Other Latter-day Saints, some within Church leadership, felt that proposed civil rights legislation overcorrected the problem of segregation. However, addressing public pressure on the Church regarding its stance, President Hugh B. Brown shared a statement in 1963 that affirmed the Church’s support of every person’s constitutional rights. Because the Church at the time restricted men of Black African descent from ordination to the priesthood and men and women of Black African descent from full participation in the temple, public pressure continued. In 1969, the First Presidency issued a statement that reiterated their belief in the constitutional right to civil equality. “We hope that members of the Church everywhere will do their part as citizens to see that these rights are held inviolate,” the statement affirmed. “Each citizen must have equal opportunities and protection under the law with reference to civil rights.”

The civil rights movement was not limited to the United States. Other freedom movements across the world gained momentum in the late 20th century. After major civil rights victories in the 1960s, women’s rights and Chicano movements secured more legal protections for women and Latino/Latina farmworkers. Nations that had previously been colonized by European powers resisted the political status quo. An important theater for decolonization was in South Africa, where the apartheid system had segregated and disenfranchised Black South Africans and those of mixed-race ancestry.

As the Church’s growth reached a more global scale in the early 21st century, Church leaders continued to emphasize full racial equality. In 2020, President Russell M. Nelson called on all Church members “to lead out in abandoning attitudes and actions of prejudice” and “to promote respect for all of God’s children.”

Related Topics: Racial Segregation, American Legal and Political Institutions, American Civil War, Slavery and Abolition

  1. Jeanne Theoharis, The Rebellious Life of Mrs. Rosa Parks (Boston: Beacon Press, 2013), 46–71.

  2. John A. Kirk, “‘Please Help Us’: The Fort Smith Congress of Racial Equality Chapter, 1962–1965,” Arkansas Historical Quarterly, vol. 73, no. 3 (Autumn 2014), 293–317.
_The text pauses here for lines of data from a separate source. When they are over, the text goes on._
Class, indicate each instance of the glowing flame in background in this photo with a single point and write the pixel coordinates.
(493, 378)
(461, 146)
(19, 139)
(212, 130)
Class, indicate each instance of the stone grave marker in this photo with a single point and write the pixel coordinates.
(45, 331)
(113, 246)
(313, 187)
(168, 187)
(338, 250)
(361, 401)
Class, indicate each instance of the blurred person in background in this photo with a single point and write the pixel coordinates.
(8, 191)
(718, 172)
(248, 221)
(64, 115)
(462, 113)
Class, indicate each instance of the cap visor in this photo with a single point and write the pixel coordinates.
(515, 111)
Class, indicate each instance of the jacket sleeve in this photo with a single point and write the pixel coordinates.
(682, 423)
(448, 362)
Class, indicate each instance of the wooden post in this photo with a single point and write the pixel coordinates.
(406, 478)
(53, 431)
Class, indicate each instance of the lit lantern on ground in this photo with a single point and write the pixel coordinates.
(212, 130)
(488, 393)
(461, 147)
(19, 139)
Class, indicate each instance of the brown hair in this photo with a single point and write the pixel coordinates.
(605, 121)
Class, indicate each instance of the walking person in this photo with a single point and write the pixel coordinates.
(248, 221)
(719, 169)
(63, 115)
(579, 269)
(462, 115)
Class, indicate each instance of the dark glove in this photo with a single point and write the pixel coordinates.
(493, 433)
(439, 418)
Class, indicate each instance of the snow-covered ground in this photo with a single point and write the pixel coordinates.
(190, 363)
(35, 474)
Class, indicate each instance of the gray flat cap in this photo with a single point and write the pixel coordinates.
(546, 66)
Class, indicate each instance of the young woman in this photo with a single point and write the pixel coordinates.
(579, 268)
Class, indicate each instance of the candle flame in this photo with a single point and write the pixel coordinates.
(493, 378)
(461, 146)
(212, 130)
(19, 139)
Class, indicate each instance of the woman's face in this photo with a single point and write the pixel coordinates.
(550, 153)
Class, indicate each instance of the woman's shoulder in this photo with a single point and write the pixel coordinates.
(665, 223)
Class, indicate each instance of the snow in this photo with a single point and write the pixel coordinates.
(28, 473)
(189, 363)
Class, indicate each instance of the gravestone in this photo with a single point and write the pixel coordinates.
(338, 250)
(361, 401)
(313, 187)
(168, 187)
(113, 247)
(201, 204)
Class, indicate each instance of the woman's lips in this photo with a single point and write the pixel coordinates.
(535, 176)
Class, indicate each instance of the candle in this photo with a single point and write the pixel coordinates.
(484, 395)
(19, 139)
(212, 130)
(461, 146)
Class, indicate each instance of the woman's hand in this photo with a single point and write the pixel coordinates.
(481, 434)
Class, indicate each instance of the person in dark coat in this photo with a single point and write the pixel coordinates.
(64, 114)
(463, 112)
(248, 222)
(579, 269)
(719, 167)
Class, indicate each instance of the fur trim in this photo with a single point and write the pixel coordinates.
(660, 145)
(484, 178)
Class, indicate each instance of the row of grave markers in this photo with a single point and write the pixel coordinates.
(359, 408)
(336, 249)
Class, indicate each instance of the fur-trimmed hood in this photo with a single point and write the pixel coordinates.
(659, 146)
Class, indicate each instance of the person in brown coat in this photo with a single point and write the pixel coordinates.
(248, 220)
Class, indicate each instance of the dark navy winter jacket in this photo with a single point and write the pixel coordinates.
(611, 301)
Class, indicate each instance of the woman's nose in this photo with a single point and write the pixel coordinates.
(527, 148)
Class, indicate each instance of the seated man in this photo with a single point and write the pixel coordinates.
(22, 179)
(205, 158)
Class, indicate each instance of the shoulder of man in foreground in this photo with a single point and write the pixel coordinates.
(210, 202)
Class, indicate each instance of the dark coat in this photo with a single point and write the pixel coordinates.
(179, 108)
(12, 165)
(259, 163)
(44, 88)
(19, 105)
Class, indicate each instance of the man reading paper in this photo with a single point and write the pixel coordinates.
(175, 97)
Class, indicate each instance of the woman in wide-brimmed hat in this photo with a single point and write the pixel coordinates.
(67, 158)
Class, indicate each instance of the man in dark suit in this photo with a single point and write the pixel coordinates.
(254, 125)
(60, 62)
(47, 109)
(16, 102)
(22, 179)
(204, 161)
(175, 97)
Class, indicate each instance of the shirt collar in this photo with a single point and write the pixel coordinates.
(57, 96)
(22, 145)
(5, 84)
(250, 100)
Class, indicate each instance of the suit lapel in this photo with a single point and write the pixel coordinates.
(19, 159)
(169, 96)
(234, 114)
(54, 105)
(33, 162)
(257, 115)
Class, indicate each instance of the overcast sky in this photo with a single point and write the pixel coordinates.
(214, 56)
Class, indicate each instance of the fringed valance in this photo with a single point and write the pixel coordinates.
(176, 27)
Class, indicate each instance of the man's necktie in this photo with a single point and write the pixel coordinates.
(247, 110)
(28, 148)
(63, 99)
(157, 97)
  3. Sharon Keeler, “Unknown Recording of 1964 MLK Speech at ASU Discovered,” ASU News, Jan. 22, 2014, news.asu.edu.

  4. G. Homer Durham, “Some American History and the Civil Rights Act of 1964,” Improvement Era, Aug. 1964, 630, 632, 687.

  5. J. B. Haws, The Mormon Image in the American Mind: Fifty Years of Public Perception (New York: Oxford University Press, 2013), 47–73.

  6. First Presidency, “Letter of First Presidency Clarifies Church’s Position on the Negro,” Improvement Era, Feb. 1970, 70–71.

  7. Kevin Gaines, “The Civil Rights Movement in World Perspective,” OAH Magazine of History, vol. 21, no. 1 (Jan. 2007), 57–64; Margaret Walters, Feminism: A Very Short Introduction (New York: Oxford University Press, 2005), 97–116; Randy Ontiveros, “No Golden Age: Television News and the Chicano Civil Rights Movement,” American Quarterly, vol. 62, no. 4 (Dec. 2010), 897–923; Raymond F. Betts, “Decolonization: A Brief History of the Word,” in Els Bogaerts and Remco Raben, eds., Beyond Empire and Nation: The Decolonization of African and Asian Societies, 1930s–1960s (Leiden, Netherlands: KITLV Press, 2012), 23–38.

  8. Russell M. Nelson, “Let God Prevail,” General Conference, Oct. 2020, ChurchofJesusChrist.org.